Anxiously awaiting my Yale admissions decision in early spring 2015, I was ecstatic to receive a letter of admittance from the University of Wisconsin-Madison. The college was relatively close to home, offering in-state tuition to Minnesotan students and a well-established pre-med program. It was everything I could ask for. However, as I opened an invitation to the “UW Day for Students of Color” a week later, I felt an unexpected jolt of confusion. Me? A student of color? Sure, I was a proud first-generation Chinese American, but I didn’t strictly identify as a person of color and certainly not as “yellow.” After a week of staring at the enthusiastically-worded invitation on my desk, I dropped the packet in the trash.

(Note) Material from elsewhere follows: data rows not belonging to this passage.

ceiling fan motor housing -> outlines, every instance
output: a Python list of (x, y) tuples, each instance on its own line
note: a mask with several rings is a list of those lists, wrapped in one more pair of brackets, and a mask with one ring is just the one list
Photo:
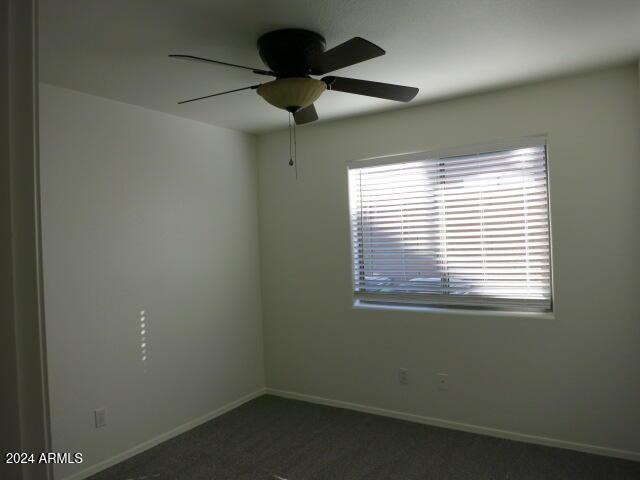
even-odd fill
[(313, 74), (312, 62), (322, 55), (324, 49), (322, 35), (309, 30), (287, 28), (265, 33), (258, 38), (260, 58), (277, 78)]

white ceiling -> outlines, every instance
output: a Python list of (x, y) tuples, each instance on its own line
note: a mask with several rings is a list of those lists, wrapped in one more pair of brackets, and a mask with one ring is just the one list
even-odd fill
[[(282, 27), (315, 30), (327, 48), (354, 36), (380, 45), (387, 55), (338, 74), (420, 87), (413, 103), (640, 54), (640, 0), (40, 0), (41, 80), (228, 128), (281, 128), (287, 114), (252, 90), (177, 105), (264, 77), (167, 54), (261, 67), (258, 36)], [(340, 92), (316, 103), (321, 120), (402, 106)]]

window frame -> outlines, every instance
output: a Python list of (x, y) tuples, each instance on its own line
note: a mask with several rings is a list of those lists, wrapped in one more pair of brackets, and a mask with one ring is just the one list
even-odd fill
[[(545, 166), (546, 166), (546, 188), (547, 188), (547, 222), (549, 230), (549, 309), (527, 309), (524, 306), (501, 306), (501, 305), (483, 305), (483, 306), (471, 306), (471, 305), (455, 305), (451, 303), (437, 303), (437, 302), (416, 302), (408, 299), (403, 301), (402, 294), (397, 294), (395, 300), (384, 302), (380, 300), (366, 300), (358, 298), (354, 289), (356, 284), (355, 271), (357, 256), (355, 255), (357, 249), (354, 244), (354, 236), (352, 233), (352, 220), (351, 220), (351, 205), (352, 205), (352, 192), (350, 188), (349, 173), (351, 170), (381, 166), (392, 165), (396, 163), (408, 163), (412, 161), (420, 161), (425, 159), (430, 160), (445, 160), (449, 157), (463, 156), (463, 155), (481, 155), (484, 153), (493, 153), (502, 150), (515, 150), (519, 148), (528, 147), (544, 147), (545, 151)], [(548, 135), (528, 135), (519, 137), (516, 139), (506, 139), (493, 142), (486, 142), (480, 144), (470, 144), (456, 147), (446, 147), (435, 150), (425, 150), (419, 152), (408, 152), (400, 154), (385, 155), (379, 157), (368, 157), (364, 159), (354, 159), (346, 162), (347, 173), (347, 200), (348, 200), (348, 235), (349, 235), (349, 247), (350, 252), (350, 269), (351, 269), (351, 299), (352, 306), (354, 308), (371, 308), (382, 310), (417, 310), (427, 311), (435, 313), (456, 313), (456, 314), (480, 314), (480, 315), (498, 315), (498, 316), (524, 316), (524, 317), (543, 317), (543, 318), (555, 318), (555, 281), (554, 281), (554, 261), (553, 261), (553, 229), (552, 229), (552, 215), (551, 215), (551, 174), (550, 174), (550, 161), (549, 161), (549, 148), (548, 148)], [(361, 249), (362, 250), (362, 249)], [(424, 294), (429, 295), (429, 294)], [(391, 295), (390, 295), (391, 296)]]

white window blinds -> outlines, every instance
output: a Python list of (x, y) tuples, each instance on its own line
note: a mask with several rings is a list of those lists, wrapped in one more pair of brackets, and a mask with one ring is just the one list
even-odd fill
[(544, 142), (352, 163), (355, 299), (550, 311)]

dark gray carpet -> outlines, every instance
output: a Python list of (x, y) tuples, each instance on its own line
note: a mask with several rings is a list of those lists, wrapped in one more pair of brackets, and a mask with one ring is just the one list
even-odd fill
[(639, 480), (640, 463), (265, 395), (91, 480)]

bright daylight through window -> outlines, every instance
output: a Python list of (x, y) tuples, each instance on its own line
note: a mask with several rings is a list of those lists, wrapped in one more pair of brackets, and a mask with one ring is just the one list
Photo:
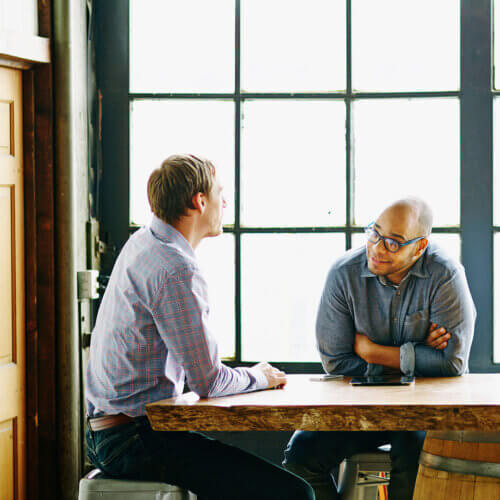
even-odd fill
[(168, 155), (215, 163), (224, 235), (198, 253), (223, 357), (318, 362), (328, 269), (391, 199), (426, 199), (460, 259), (459, 1), (130, 5), (130, 224)]

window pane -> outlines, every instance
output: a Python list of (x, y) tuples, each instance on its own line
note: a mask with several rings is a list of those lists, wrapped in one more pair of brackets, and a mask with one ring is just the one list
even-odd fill
[(151, 172), (172, 154), (211, 160), (224, 185), (224, 224), (234, 221), (234, 104), (232, 101), (138, 100), (130, 117), (130, 222), (151, 212), (146, 186)]
[(351, 243), (351, 248), (364, 247), (366, 245), (365, 233), (353, 233), (351, 236)]
[(459, 224), (458, 99), (356, 101), (353, 130), (356, 224), (408, 195), (430, 204), (434, 226)]
[(493, 315), (495, 321), (495, 337), (493, 342), (494, 362), (500, 363), (500, 233), (494, 235), (494, 307)]
[(225, 233), (205, 238), (196, 255), (208, 285), (210, 331), (221, 358), (234, 358), (234, 236)]
[(345, 224), (343, 101), (248, 101), (242, 127), (244, 225)]
[(500, 100), (493, 99), (493, 224), (500, 226)]
[(131, 0), (132, 92), (233, 92), (234, 0)]
[(456, 90), (458, 0), (352, 0), (353, 89)]
[(461, 262), (462, 239), (459, 234), (433, 233), (430, 241), (439, 245), (452, 259)]
[(345, 89), (345, 2), (243, 0), (242, 89)]
[(343, 234), (242, 237), (242, 358), (319, 361), (315, 323)]

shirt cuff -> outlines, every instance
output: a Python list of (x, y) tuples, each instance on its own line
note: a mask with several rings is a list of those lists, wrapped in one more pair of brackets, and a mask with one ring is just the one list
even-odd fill
[(250, 378), (255, 380), (255, 391), (261, 391), (263, 389), (267, 389), (269, 382), (267, 381), (267, 377), (262, 373), (261, 370), (252, 366), (252, 368), (247, 368), (248, 374)]
[(401, 372), (407, 376), (415, 375), (415, 344), (407, 342), (399, 348)]

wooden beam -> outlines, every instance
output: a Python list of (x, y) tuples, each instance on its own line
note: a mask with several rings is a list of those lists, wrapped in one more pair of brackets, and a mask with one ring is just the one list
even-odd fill
[[(51, 1), (38, 2), (38, 31), (46, 37), (42, 40), (48, 50), (48, 41), (52, 35)], [(0, 31), (0, 38), (2, 33)], [(17, 56), (20, 55), (21, 51), (17, 51)], [(52, 498), (58, 488), (57, 436), (54, 424), (57, 417), (53, 200), (54, 96), (52, 64), (50, 58), (45, 59), (48, 64), (33, 64), (33, 61), (26, 61), (26, 65), (32, 68), (23, 74), (27, 500)]]
[(29, 500), (38, 491), (38, 316), (37, 217), (35, 171), (35, 83), (33, 71), (23, 72), (24, 241), (26, 310), (26, 442)]

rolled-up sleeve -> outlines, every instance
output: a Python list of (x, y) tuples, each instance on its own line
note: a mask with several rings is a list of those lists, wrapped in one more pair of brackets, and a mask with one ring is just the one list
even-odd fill
[(316, 342), (328, 373), (363, 375), (367, 364), (353, 350), (354, 321), (335, 266), (328, 273), (316, 319)]
[(463, 268), (444, 280), (430, 304), (430, 321), (446, 328), (451, 337), (445, 349), (422, 343), (401, 346), (401, 371), (407, 375), (457, 376), (468, 371), (476, 309)]
[(415, 375), (415, 343), (406, 342), (399, 348), (399, 363), (404, 375)]
[(225, 396), (267, 387), (263, 373), (230, 368), (220, 362), (208, 328), (206, 284), (196, 269), (165, 276), (153, 310), (156, 327), (186, 374), (189, 388), (201, 397)]

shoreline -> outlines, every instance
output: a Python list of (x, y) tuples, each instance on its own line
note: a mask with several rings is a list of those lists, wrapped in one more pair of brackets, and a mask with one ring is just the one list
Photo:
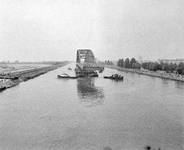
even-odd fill
[(162, 79), (184, 82), (184, 77), (171, 76), (168, 73), (167, 74), (160, 74), (158, 72), (149, 71), (149, 70), (143, 71), (143, 70), (139, 70), (139, 69), (129, 69), (129, 68), (122, 68), (122, 67), (118, 67), (118, 66), (109, 66), (109, 65), (105, 65), (105, 67), (111, 68), (111, 69), (117, 69), (119, 71), (124, 71), (124, 72), (132, 72), (132, 73), (137, 73), (137, 74), (146, 75), (146, 76), (152, 76), (152, 77), (158, 77), (158, 78), (162, 78)]
[[(18, 77), (18, 79), (14, 79), (14, 80), (8, 79), (7, 81), (0, 83), (0, 87), (6, 87), (6, 89), (14, 87), (14, 86), (18, 85), (20, 82), (25, 82), (25, 81), (28, 81), (30, 79), (36, 78), (42, 74), (45, 74), (49, 71), (53, 71), (55, 69), (58, 69), (60, 67), (65, 66), (67, 64), (69, 64), (69, 62), (63, 62), (63, 63), (56, 64), (56, 65), (51, 64), (50, 66), (47, 66), (47, 67), (34, 68), (34, 69), (26, 70), (26, 71), (9, 73), (10, 77), (16, 76), (16, 77)], [(6, 89), (4, 89), (4, 90), (6, 90)]]

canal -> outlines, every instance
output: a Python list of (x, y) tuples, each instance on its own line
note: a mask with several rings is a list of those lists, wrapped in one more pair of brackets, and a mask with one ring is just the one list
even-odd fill
[[(0, 93), (0, 149), (184, 148), (184, 83), (107, 68), (98, 78), (57, 78), (74, 68)], [(103, 78), (113, 73), (124, 81)]]

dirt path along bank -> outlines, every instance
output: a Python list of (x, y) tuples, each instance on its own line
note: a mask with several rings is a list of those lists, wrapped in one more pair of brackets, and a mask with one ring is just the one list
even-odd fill
[[(24, 82), (30, 79), (33, 79), (35, 77), (38, 77), (42, 74), (45, 74), (49, 71), (55, 70), (59, 67), (63, 67), (65, 65), (69, 64), (69, 62), (62, 62), (59, 64), (52, 64), (50, 66), (47, 67), (41, 67), (41, 68), (34, 68), (34, 69), (28, 69), (26, 71), (18, 71), (18, 72), (14, 72), (14, 73), (8, 73), (8, 74), (1, 74), (1, 82), (0, 82), (0, 87), (6, 87), (7, 88), (11, 88), (13, 86), (18, 85), (20, 82)], [(4, 79), (3, 79), (4, 77)], [(9, 79), (8, 79), (9, 77)], [(6, 78), (6, 79), (5, 79)], [(11, 78), (15, 78), (15, 79), (11, 79)]]

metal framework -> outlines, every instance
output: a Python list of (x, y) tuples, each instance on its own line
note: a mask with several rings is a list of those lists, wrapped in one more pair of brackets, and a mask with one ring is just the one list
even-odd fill
[(90, 49), (77, 50), (76, 66), (82, 72), (94, 72), (96, 70), (102, 72), (104, 70), (104, 67), (96, 64), (95, 56)]
[(82, 63), (81, 60), (84, 60), (84, 63), (96, 63), (95, 56), (90, 49), (79, 49), (77, 50), (77, 63)]

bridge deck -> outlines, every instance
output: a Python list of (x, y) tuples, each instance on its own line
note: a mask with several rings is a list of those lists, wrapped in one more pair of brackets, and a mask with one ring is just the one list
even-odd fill
[(89, 71), (104, 70), (104, 67), (98, 66), (97, 64), (81, 64), (81, 63), (77, 63), (76, 66), (80, 70), (89, 70)]

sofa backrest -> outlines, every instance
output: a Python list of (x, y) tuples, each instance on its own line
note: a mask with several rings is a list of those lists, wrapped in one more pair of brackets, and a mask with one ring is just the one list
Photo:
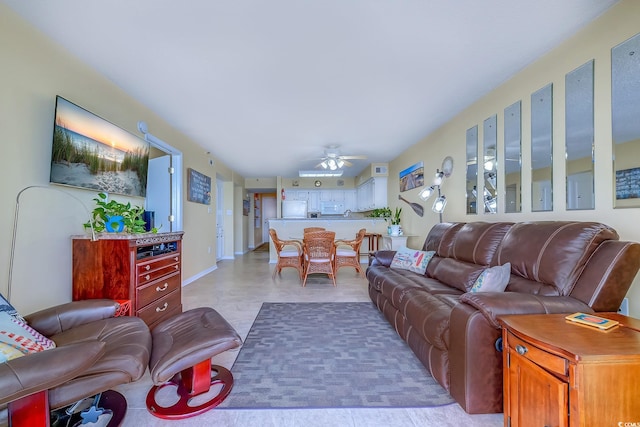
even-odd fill
[(597, 222), (440, 223), (422, 249), (436, 252), (426, 275), (462, 292), (487, 266), (510, 262), (506, 291), (569, 295), (615, 311), (640, 270), (640, 243), (618, 239)]
[(517, 223), (502, 239), (495, 263), (511, 263), (508, 291), (569, 295), (596, 249), (608, 240), (618, 240), (618, 233), (596, 222)]
[(508, 222), (469, 222), (436, 224), (429, 232), (423, 250), (436, 251), (427, 275), (463, 292), (471, 289), (485, 268), (492, 265)]

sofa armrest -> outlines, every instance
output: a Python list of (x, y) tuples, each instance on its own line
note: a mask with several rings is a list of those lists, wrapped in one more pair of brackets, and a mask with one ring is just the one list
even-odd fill
[(593, 313), (580, 300), (568, 296), (540, 296), (520, 292), (467, 292), (460, 301), (480, 311), (487, 321), (500, 329), (497, 318), (504, 314)]
[(78, 325), (113, 317), (119, 304), (109, 299), (88, 299), (45, 308), (25, 316), (36, 331), (50, 337)]
[(105, 343), (87, 341), (0, 363), (0, 405), (48, 390), (87, 371), (102, 356)]
[(396, 251), (375, 251), (372, 254), (369, 254), (369, 265), (381, 265), (383, 267), (390, 267), (391, 261), (393, 261), (393, 257), (395, 256)]

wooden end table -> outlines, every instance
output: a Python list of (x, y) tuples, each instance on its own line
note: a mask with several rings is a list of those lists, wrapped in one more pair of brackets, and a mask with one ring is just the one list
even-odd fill
[(508, 315), (502, 325), (504, 425), (640, 425), (640, 321), (608, 331), (566, 314)]

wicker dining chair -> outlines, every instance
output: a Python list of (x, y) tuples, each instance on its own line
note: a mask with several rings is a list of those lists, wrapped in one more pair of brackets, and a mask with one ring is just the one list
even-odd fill
[(356, 269), (356, 273), (364, 276), (360, 266), (360, 245), (362, 245), (366, 233), (367, 230), (362, 228), (353, 240), (336, 240), (336, 257), (333, 262), (336, 274), (341, 267), (353, 267)]
[(336, 247), (334, 241), (335, 231), (314, 231), (304, 235), (304, 280), (302, 286), (307, 284), (309, 274), (323, 273), (331, 277), (333, 286), (336, 286), (336, 276), (333, 270)]
[(304, 274), (302, 244), (297, 240), (280, 240), (278, 233), (276, 233), (276, 230), (273, 228), (269, 229), (269, 235), (271, 236), (271, 240), (273, 240), (273, 245), (278, 255), (278, 262), (273, 269), (272, 278), (275, 279), (276, 273), (280, 273), (283, 268), (293, 267), (298, 270), (300, 279), (302, 279), (302, 275)]
[(302, 230), (304, 232), (304, 234), (307, 233), (313, 233), (314, 231), (325, 231), (326, 229), (324, 227), (307, 227), (304, 230)]

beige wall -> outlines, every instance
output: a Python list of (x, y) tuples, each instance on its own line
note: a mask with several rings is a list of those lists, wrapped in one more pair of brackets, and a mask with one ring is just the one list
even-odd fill
[[(390, 163), (389, 200), (391, 207), (402, 206), (397, 202), (398, 173), (417, 161), (424, 161), (425, 181), (440, 167), (445, 156), (453, 156), (453, 175), (442, 186), (448, 205), (445, 221), (526, 221), (526, 220), (597, 220), (614, 227), (622, 239), (640, 241), (637, 216), (640, 209), (613, 208), (613, 169), (611, 138), (611, 48), (640, 32), (640, 2), (623, 0), (600, 19), (585, 27), (575, 37), (549, 52), (541, 60), (531, 64), (498, 89), (490, 92), (458, 114), (436, 132), (403, 152)], [(565, 74), (585, 62), (595, 59), (595, 210), (567, 211), (564, 162), (564, 81)], [(472, 67), (473, 68), (473, 67)], [(531, 212), (531, 103), (533, 92), (553, 83), (554, 103), (554, 148), (553, 148), (553, 212)], [(479, 143), (482, 143), (482, 123), (493, 114), (498, 114), (498, 150), (503, 152), (504, 109), (522, 100), (522, 212), (467, 215), (465, 213), (465, 137), (466, 130), (480, 125)], [(481, 147), (482, 148), (482, 147)], [(481, 151), (482, 152), (482, 151)], [(427, 181), (428, 182), (428, 181)], [(504, 174), (498, 176), (498, 194), (505, 193)], [(480, 187), (478, 187), (480, 188)], [(402, 193), (407, 199), (419, 201), (420, 189)], [(504, 199), (504, 197), (503, 197)], [(419, 218), (410, 209), (403, 210), (402, 224), (409, 234), (419, 237), (409, 240), (409, 245), (421, 245), (427, 230), (438, 221), (431, 212), (432, 200), (426, 203), (425, 216)], [(500, 212), (504, 205), (500, 204)], [(640, 317), (640, 279), (636, 278), (627, 295), (631, 314)]]
[[(0, 38), (4, 40), (0, 43), (0, 144), (3, 166), (0, 194), (4, 200), (0, 208), (0, 292), (7, 292), (16, 195), (31, 185), (49, 187), (56, 95), (137, 135), (140, 135), (137, 122), (146, 121), (152, 134), (182, 151), (185, 186), (187, 168), (211, 176), (214, 188), (216, 175), (223, 177), (230, 186), (244, 186), (244, 177), (234, 174), (215, 156), (205, 155), (205, 150), (186, 135), (173, 129), (149, 108), (34, 31), (3, 4), (0, 4)], [(213, 160), (213, 165), (209, 159)], [(50, 188), (64, 189), (93, 209), (91, 199), (95, 193), (91, 191), (58, 186)], [(229, 193), (229, 207), (232, 207), (233, 191)], [(243, 194), (242, 190), (240, 194)], [(121, 196), (113, 197), (127, 200)], [(131, 202), (144, 204), (140, 198), (131, 199)], [(86, 220), (87, 214), (81, 203), (60, 191), (36, 188), (23, 193), (12, 280), (12, 300), (19, 310), (28, 313), (71, 300), (69, 236), (82, 234), (81, 224)], [(233, 226), (233, 218), (230, 222)], [(185, 199), (183, 224), (183, 280), (189, 280), (215, 268), (215, 208), (211, 214), (206, 205)], [(229, 231), (228, 235), (233, 236), (233, 233)], [(245, 244), (246, 239), (236, 237), (229, 240)], [(211, 253), (208, 252), (209, 246), (213, 248)], [(246, 247), (241, 250), (246, 251)], [(229, 250), (229, 253), (233, 252), (233, 249)]]

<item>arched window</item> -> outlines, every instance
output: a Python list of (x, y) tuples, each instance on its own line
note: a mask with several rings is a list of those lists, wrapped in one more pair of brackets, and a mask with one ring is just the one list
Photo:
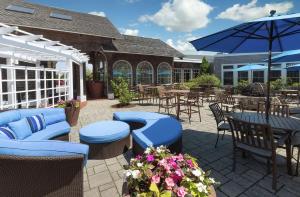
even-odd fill
[(152, 84), (153, 83), (153, 67), (149, 62), (140, 62), (136, 67), (136, 83)]
[(170, 84), (172, 83), (172, 67), (168, 63), (160, 63), (157, 67), (157, 83)]
[(132, 82), (132, 67), (129, 62), (119, 60), (113, 65), (113, 79), (124, 78), (129, 84)]

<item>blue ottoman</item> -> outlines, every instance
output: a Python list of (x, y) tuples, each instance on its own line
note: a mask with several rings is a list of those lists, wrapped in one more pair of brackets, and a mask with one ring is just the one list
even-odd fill
[(130, 148), (129, 125), (121, 121), (100, 121), (82, 127), (80, 142), (89, 145), (89, 159), (108, 159)]

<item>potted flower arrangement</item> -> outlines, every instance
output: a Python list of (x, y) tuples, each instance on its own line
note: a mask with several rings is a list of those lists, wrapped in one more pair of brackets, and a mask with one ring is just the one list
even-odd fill
[(195, 158), (171, 154), (163, 146), (147, 148), (125, 169), (123, 196), (216, 196), (214, 179), (199, 168)]
[(71, 126), (76, 126), (79, 118), (80, 102), (77, 100), (60, 100), (58, 101), (58, 107), (65, 109), (67, 122)]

Weeks later, I eagerly responded to my acceptance to Yale, where I would be free of such identity crises. As someone who had attended predominately white public schools in both Pennsylvania and Minnesota, I was pleasantly surprised by the diversity on campus and by the familiarity and comfort with which people seemed to host and partake in cultural events. Here, I wasn’t a token “person of color;” I was a uniform piece of the student body, just another mind in a sea of brilliant ones. For many months, I felt a sense of community that made me feel safe and finally at peace with my skin color.
The Halloween Christakis email incident struck in my second quarter at Yale — not just campus-wide, but nation-wide. Suddenly, I felt intensely aware of my cultural background, of my skin color, of my quiet Asian voice in a torrent of angry ones. “Safe spaces” were declared the fantastical product of spoiled elitist children unprepared for the “real world,” and college students as a whole were labeled “cry-bullies” for speaking out against problematic language and behavior. In this flood of conflict, many black students stood together as an inspiring wall of solidarity. They spoke out, and they spoke out proudly. Questions about the name of Calhoun College, highlighted by President Salovey at the class of 2019 freshman assembly, came to the forefront of campus discussion. Black Lives Matter fought for a platform in a siege of national dissent, police brutality and unearthed racism. Meanwhile, the Asian community, including myself, stood in support of “people of color.”
Even so, our voices were mostly lost in the crowd. Standing at the center of these racial tensions, I became intensely aware of issues that I had happily buried and ignored since coming to Yale. Even in this haven of cultural diversity, I felt as lost about my status as a woman of color as I had a year before. Was I truly a POC? Could I call myself “yellow” with the same pride as the black community? Did I even want to — and was it wrong not to?
Even now, one year after the Halloween email incident transpired, I stand with one leg in the box and the other lifted in suspense. If I step out, I sever myself from the pride of my identity; if I step in, I lose a piece of myself to the stereotypes of my skin color. I am afraid of enclosure, but in this pivotal time for race relations in the United States, I am even more afraid of exclusion. These issues have burned deep into my sophomore year, ignited by presidential debates and troubling news segments. The “Watters’ World: Chinatown Edition” Fox News segment galvanized a surge of Asian American solidarity on campus, bringing students together for social media campaigns and discussions. In these moments, it feels as if all the sides of me — the side that loves my culture, the side that fears racial conflict, the side that wants to be heard, the side that wants to hide — have been mobilized in a battle around the yellowness of my skin.
Do I take on a label? Do I wear it with pride? Perhaps the decision isn’t mine to make. Perhaps it was made already by the color of my hair and my eyes and by the UW-Madison flyer proudly inviting me to celebrate myself — a person of color.